Esther encontró a César de Echagüe en el patio del rancho, conversando con Julián. Luis le había encargado que diera la noticia al «señor», y aunque para ella el «señor» era el mayor de los Echagüe, quizá Luis había querido indicar al hijo, es decir, al que le había regalado el rifle y el revólver que tan feliz le hicieron. Además todos sabían que, desde su boda, el menor de los Echagüe era quien gobernaba la hacienda, con bastante más destreza que su padre. La joven decidió darle a él la noticia, segura de que César se la comunicaría también al señor de Echagüe. En cambio, si se la daba al anciano, quizás éste, que a veces tenía un carácter bastante atrabiliario, no informaría a su hijo, no cumpliéndose así la voluntad de Luis.

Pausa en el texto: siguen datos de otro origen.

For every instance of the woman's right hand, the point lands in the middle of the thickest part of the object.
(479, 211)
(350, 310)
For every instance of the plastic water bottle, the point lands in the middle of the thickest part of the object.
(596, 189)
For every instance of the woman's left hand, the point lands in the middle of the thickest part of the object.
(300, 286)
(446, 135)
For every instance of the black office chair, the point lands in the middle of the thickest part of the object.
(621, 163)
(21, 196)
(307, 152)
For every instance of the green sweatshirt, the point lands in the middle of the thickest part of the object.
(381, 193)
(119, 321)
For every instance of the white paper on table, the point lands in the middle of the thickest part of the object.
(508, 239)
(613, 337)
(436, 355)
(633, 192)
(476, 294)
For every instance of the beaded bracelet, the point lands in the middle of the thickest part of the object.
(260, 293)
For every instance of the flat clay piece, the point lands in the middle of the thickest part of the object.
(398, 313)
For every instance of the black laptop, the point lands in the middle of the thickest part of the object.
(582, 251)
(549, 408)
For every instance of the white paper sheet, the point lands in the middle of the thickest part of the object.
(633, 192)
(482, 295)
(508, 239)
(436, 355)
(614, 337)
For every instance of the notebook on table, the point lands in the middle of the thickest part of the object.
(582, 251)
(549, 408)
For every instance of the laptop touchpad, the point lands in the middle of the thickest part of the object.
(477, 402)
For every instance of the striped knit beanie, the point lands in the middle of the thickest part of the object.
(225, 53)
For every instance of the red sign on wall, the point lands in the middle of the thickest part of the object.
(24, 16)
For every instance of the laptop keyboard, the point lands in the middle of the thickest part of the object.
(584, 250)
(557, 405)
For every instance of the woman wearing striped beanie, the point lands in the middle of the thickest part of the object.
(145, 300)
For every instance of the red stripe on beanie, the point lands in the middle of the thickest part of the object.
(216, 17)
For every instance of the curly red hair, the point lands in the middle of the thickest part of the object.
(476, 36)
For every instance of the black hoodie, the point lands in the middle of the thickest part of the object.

—¿Otra vez aquí, Esther? —preguntó Julián al ver a la hija del capataz.

—Traigo un recado para el señor —explicó la muchacha, mirando a César.

—¿Qué sucede? —preguntó éste, advirtiendo el nerviosismo de Esther. Y por si la joven prefería hablarle a solas, ordenó a Julián—: Ve a mi cuarto y acaba de arreglar mi equipaje.

Cuando el mayordomo estuvo lejos, acercóse a la muchacha y repitió:

—¿Qué sucede?

—Me envía Luis —contestó Esther—. Luis Martos. El pastor…

—Ya sé, ya. ¿Para qué te envía?

—Es que… Pues… Que subió don Heriberto a los pastos y le habló de lo que había hecho. Luis se ha ido con él para…

Aunque Esther sentía un gran respeto por los «señores», César siempre había sido bueno con ella y cariñoso. Además, Lupita le hablaba muy encomiosamente de él. Tal vez por eso no disimuló su emoción y de nuevo aparecieron las lágrimas en sus ojos.

—¿Le quieres mucho? —preguntó César.

—Nos… nos conocemos desde hace tanto tiempo…

—¿Él no se ha dado cuenta de que tú le amas? —preguntó suavemente César.

—No, señor. Él piensa en otras muchas cosas.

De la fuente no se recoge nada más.